Aku berada di salah satu ruangan kampus yang cukup nyaman, dengan computer tertata rapi mulai bersahut sahutan lewat sentuhan jari jari manusia, menciptakan harmoninya masing masing. Ku edarkan pandangan ke sekeliling ruangan, mencari sosok berbentuk bundar dengan formasi angka yang dicetak mengikuti kontur empunya. Namun tak ku temukan sosok itu. Dengan sedikit malas, ku keluarkan benda kotak dari saku jins yang sudah 7 jam belum berdering. Layar benda itu bertuliskan 14.05. Baru ku ingat, zuhur hampir habis, dan aku belum menunaikannya. Tanpa ba bi bu, ku berlari menuruni tangga menuju mushola. Melepas sepatu kets kesayangan yang selalu ku jaga dari guyuran hujan lalu menyongsong tempat wudhu. Seusai sholat, ruangan terbuka di sebelah mushola mengusik ku untuk segera ke sana. Tempat itu terlihat sejuk dengan angin bertiup lembut, hening tanpa bising, dan cukup nyaman untuk bersantai. Aku bawa sepatu kets ke tempat itu dan meletakkanya di lantai. Sembari duduk di kursi dan bersandarkan tembok, pikiran ku melayang ke setengah tahun yang lalu. Kisah yang mungkin akan selalu ku ingat entah sampai kapan.

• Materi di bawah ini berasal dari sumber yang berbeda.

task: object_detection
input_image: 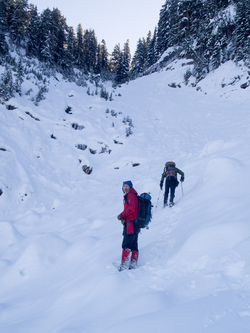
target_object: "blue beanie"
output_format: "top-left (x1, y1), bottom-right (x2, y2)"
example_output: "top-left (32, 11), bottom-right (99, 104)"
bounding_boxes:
top-left (122, 180), bottom-right (133, 188)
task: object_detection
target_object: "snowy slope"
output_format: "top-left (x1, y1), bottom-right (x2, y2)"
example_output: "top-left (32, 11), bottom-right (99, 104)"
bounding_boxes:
top-left (0, 62), bottom-right (250, 333)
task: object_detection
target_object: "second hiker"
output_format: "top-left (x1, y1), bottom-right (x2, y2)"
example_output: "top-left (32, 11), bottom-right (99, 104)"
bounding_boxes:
top-left (117, 180), bottom-right (140, 271)
top-left (160, 162), bottom-right (184, 207)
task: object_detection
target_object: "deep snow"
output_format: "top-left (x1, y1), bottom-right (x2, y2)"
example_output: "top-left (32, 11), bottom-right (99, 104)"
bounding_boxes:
top-left (0, 62), bottom-right (250, 333)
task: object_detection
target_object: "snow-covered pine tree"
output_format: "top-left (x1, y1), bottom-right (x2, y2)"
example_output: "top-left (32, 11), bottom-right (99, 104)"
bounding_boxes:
top-left (25, 5), bottom-right (41, 57)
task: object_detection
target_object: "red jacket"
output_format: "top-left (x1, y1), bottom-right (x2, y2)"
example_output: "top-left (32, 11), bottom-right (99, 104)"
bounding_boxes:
top-left (120, 188), bottom-right (138, 222)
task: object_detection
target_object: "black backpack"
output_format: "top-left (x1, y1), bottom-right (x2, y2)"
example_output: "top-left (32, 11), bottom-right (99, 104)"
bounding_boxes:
top-left (135, 193), bottom-right (152, 229)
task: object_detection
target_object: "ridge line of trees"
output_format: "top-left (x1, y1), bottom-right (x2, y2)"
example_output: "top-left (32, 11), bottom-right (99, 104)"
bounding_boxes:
top-left (0, 0), bottom-right (250, 97)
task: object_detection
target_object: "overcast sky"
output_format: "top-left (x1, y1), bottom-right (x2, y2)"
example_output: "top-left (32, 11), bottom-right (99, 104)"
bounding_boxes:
top-left (29, 0), bottom-right (165, 55)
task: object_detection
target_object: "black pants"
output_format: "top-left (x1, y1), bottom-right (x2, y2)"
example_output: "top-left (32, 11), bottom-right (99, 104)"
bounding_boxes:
top-left (122, 221), bottom-right (140, 252)
top-left (164, 178), bottom-right (176, 204)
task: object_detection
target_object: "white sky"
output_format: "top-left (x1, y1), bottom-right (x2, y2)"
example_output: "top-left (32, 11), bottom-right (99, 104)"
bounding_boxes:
top-left (29, 0), bottom-right (165, 55)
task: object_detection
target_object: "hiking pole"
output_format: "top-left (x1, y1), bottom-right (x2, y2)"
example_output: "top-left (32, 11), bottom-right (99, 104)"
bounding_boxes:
top-left (155, 189), bottom-right (161, 212)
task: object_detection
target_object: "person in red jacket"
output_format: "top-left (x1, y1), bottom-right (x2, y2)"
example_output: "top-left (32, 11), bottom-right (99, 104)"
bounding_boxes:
top-left (117, 180), bottom-right (140, 271)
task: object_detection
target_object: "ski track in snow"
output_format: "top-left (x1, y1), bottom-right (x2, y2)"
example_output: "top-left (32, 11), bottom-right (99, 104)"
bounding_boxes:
top-left (0, 62), bottom-right (250, 333)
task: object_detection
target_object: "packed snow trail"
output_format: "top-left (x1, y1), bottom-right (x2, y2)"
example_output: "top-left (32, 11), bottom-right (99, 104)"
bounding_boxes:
top-left (0, 63), bottom-right (250, 333)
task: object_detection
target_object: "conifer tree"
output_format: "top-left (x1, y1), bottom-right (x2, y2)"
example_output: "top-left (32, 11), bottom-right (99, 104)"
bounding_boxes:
top-left (25, 5), bottom-right (41, 57)
top-left (114, 40), bottom-right (131, 85)
top-left (131, 38), bottom-right (147, 78)
top-left (145, 28), bottom-right (158, 68)
top-left (75, 24), bottom-right (84, 69)
top-left (110, 44), bottom-right (121, 73)
top-left (234, 0), bottom-right (250, 65)
top-left (83, 29), bottom-right (98, 72)
top-left (10, 0), bottom-right (28, 47)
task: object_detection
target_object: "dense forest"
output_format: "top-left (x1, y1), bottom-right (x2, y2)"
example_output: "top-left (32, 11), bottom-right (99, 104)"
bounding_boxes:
top-left (0, 0), bottom-right (250, 99)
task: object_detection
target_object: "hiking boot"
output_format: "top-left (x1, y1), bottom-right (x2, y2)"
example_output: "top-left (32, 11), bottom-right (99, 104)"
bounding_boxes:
top-left (129, 251), bottom-right (139, 269)
top-left (118, 262), bottom-right (127, 272)
top-left (118, 249), bottom-right (130, 272)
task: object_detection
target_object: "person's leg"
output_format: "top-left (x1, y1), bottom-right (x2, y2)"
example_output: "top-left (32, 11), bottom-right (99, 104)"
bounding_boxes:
top-left (164, 179), bottom-right (169, 206)
top-left (129, 223), bottom-right (140, 269)
top-left (170, 180), bottom-right (175, 205)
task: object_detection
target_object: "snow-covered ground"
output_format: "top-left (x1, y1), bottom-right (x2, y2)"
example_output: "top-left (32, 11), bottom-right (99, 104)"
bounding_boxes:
top-left (0, 62), bottom-right (250, 333)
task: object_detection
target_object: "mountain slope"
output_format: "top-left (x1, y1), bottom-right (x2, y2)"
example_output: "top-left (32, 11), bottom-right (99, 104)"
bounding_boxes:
top-left (0, 62), bottom-right (250, 333)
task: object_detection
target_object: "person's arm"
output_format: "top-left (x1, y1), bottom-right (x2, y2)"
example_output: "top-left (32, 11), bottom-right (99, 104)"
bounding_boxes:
top-left (176, 168), bottom-right (185, 182)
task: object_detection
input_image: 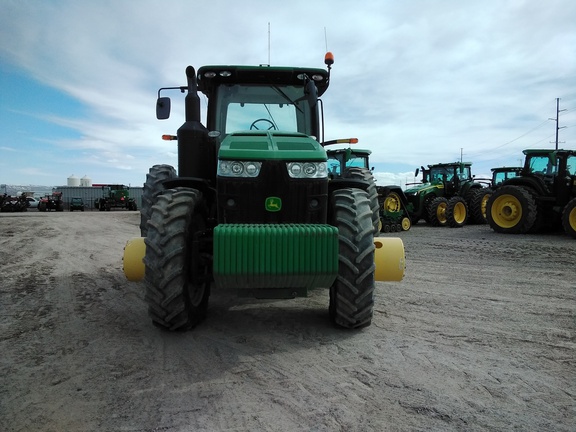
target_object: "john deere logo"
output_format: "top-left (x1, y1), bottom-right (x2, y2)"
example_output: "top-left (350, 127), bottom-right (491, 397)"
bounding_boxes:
top-left (265, 197), bottom-right (282, 212)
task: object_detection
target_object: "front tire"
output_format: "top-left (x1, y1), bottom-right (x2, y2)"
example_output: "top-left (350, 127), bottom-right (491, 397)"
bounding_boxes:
top-left (446, 196), bottom-right (468, 228)
top-left (562, 198), bottom-right (576, 238)
top-left (428, 197), bottom-right (448, 226)
top-left (329, 188), bottom-right (375, 329)
top-left (144, 188), bottom-right (211, 330)
top-left (344, 168), bottom-right (380, 236)
top-left (468, 188), bottom-right (493, 224)
top-left (140, 165), bottom-right (177, 237)
top-left (486, 186), bottom-right (538, 234)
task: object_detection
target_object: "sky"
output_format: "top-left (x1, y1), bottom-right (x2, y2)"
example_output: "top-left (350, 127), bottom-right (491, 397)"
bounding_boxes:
top-left (0, 0), bottom-right (576, 186)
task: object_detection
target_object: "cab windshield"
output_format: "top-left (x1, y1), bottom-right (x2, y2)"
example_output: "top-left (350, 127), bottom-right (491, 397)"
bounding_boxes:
top-left (215, 84), bottom-right (312, 135)
top-left (529, 155), bottom-right (558, 175)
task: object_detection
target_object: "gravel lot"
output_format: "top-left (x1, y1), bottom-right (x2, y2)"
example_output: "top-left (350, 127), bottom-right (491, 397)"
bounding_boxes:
top-left (0, 211), bottom-right (576, 431)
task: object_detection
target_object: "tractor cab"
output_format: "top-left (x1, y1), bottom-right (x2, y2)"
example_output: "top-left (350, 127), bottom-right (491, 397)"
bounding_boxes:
top-left (324, 147), bottom-right (372, 178)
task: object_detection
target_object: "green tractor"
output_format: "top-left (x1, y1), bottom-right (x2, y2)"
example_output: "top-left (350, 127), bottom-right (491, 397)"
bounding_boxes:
top-left (94, 185), bottom-right (138, 211)
top-left (123, 53), bottom-right (405, 330)
top-left (323, 145), bottom-right (390, 235)
top-left (324, 147), bottom-right (412, 235)
top-left (486, 149), bottom-right (576, 238)
top-left (395, 162), bottom-right (490, 227)
top-left (490, 167), bottom-right (522, 190)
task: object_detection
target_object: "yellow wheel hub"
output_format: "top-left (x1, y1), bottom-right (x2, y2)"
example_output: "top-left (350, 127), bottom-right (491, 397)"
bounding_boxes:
top-left (492, 194), bottom-right (522, 228)
top-left (436, 203), bottom-right (447, 224)
top-left (568, 207), bottom-right (576, 231)
top-left (382, 192), bottom-right (401, 212)
top-left (454, 202), bottom-right (466, 224)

Saat itu aku mengikuti suatu kepanitiaan yang melibatkan ribuan orang dari seluruh penjuru Indonesia. Aku ditempatkan di suatu posisi yang memberiku tanggung jawab untuk mengurus tempat menginap tamu tamu undangan acara tersebut. Mulai dari informasi kamar sampai informasi jadwal kegiatan. Awalnya semua berjalan lancer, tak ada kisah yang begitu membekas. Hingga akhirnya datang seorang bapak dari wilayah timur Indonesia menanyakan informasi kamar. Jujur, sejak pertama melihat beliau, ku merasa tak asing dengan wajahnya. Aku seperti sudah sering bertemu dengannya dan sangat mengenalnya. Detik itu, hanya ku abaikan saja semua gumaman hati. Setelah semua prosedur beres, dengan cukup tenang beliau menatapku sambil tersenyum dan berkata bahwa wajahku mengingatkan beliau pada anaknya yang baru saja meninggal terkena hidrosepalus. Beliau berkata bahwa umurnya sama dengan ku. Bahkan cara berbicara ku pun mirip dengan anaknya. Tak pelak, aku cukup syok saat mendengar pengakuan beliau. Baru saja ku berkata dalam hati tak asing dengannya, tiba tiba beliau berkata seperti itu. Banyak pertanyaan berkecamuk di dalam pikiran ku. Setelah itu, beliau mengobrol banyak dengan ku sampai waktu makan malam tiba. Topik pembicaraan bergulir begitu saja. Beliau pun tak sungkan untuk menceritakan mengenai anak perempuannya yang baru saja meninggalkan dunia fana ini. Setelah kejadian itu, aku ingin suatu ketika bisa bertemu dengannya kembali. Mungkin di tempat berbeda dengan kondisi berbeda.

Tiba – tiba Suara sepeda motor membuyarkan lamunan ku. Sembari tersenyum kecil sepatu kets mulai ku pakai dan segera beranjak dari zona nyaman. Kembali ke habitat semula.